The judge told the court some biographical information about the two men. Ismail is currently 27 years old. He was born in Somalia and his family fled to Canada when he was six years old. Ismail “did very well in school” and began post-secondary with a basketball scholarship.
“Unfortunately, while his future looked perhaps brighter than he might have imagined, it quickly dissipated into a life of drugs and alcohol,” Crossin said.
He was convicted for an attempted robbery in 2015, and that is the extent of his criminal record.
Hassan is 38 years old, and was born in Saudi Arabia to Somalian parents who had fled the country. He also moved to North America as a child. Crossin notes that he has a “more extensive” criminal record than Ismail, but not one that would “signal graduating to agreeing to commit first-degree murder.”
“The aggravating features are many, the mitigating features few,” Crossin said. The aggravating factors include that the crime was planned and deliberate, and that it was carried out in a place where several bystanders, including small children, were in harm’s way. Both offenders also used illegal firearms, and were prohibited from owning guns in the first place.
Crossin said the men’s backgrounds as refugees who grew up in poverty “mitigate the circumstances somewhat,” as do their expressions of remorse. He added that Hassan in particular has been seeking out “extensive” counselling and courses in custody.
The judge notes that an attempted murderer is considered a “lucky murderer” and that this “botched murder” could be seen as a “fortunate turn of events” that will motivate Ismail and Hassan to “live up to the faith their family still places” in them.
“The proliferation of handguns, even in this country, continues to be bracing. Paid executioners being hired to kill a perfect stranger, who go about their business without regard to the prospect of collateral damage to blameless bystanders, is deserving of the highest rebuke,” Crossin muses.

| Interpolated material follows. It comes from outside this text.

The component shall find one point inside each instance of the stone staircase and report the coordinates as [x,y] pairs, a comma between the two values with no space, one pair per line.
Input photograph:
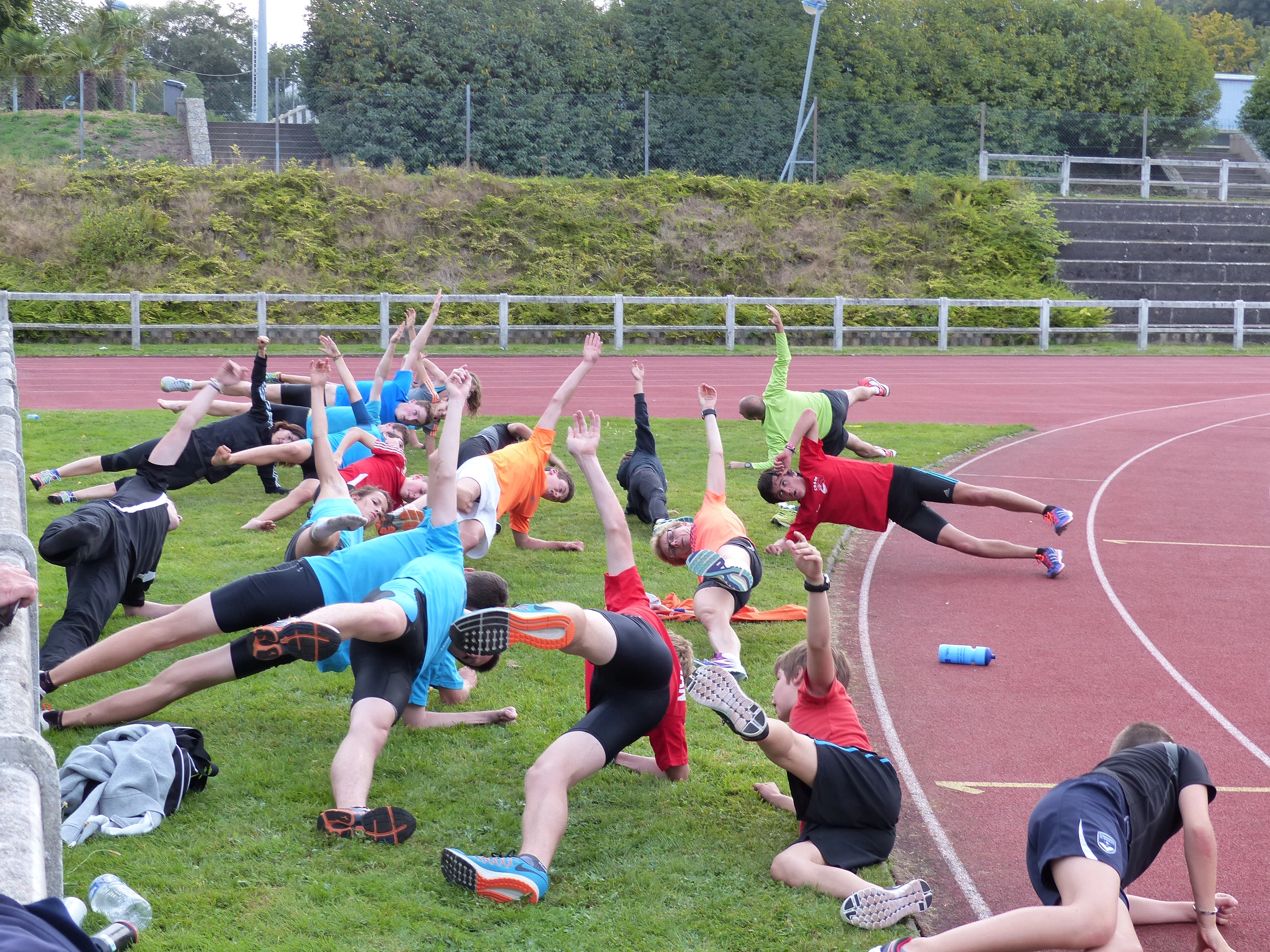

“But for the fact Mr. Ismail could not shoot straight, I have no doubt both offenders would now be serving life sentences, and considering what to do with their lives in prison for the next, at least, 25 years.”
In the end, the judge agreed with the joint submission and sentenced both men to 10 years in prison minus time served. That means Ismail and Hassan have five years and six months left to go.
Crossin said the 10-year sentence “is clearly supported by relevant jurisprudence” and comes from “lengthy discussions between experienced and highly regarded counsel armed with all the circumstances of the matter.”
They will also be parred from processing any prohibited or restricted firearms, weapons and ammunition for life, and are banned from owning permitted firearms, crossbows, weapons, ammunition or explosives for 10 years after release.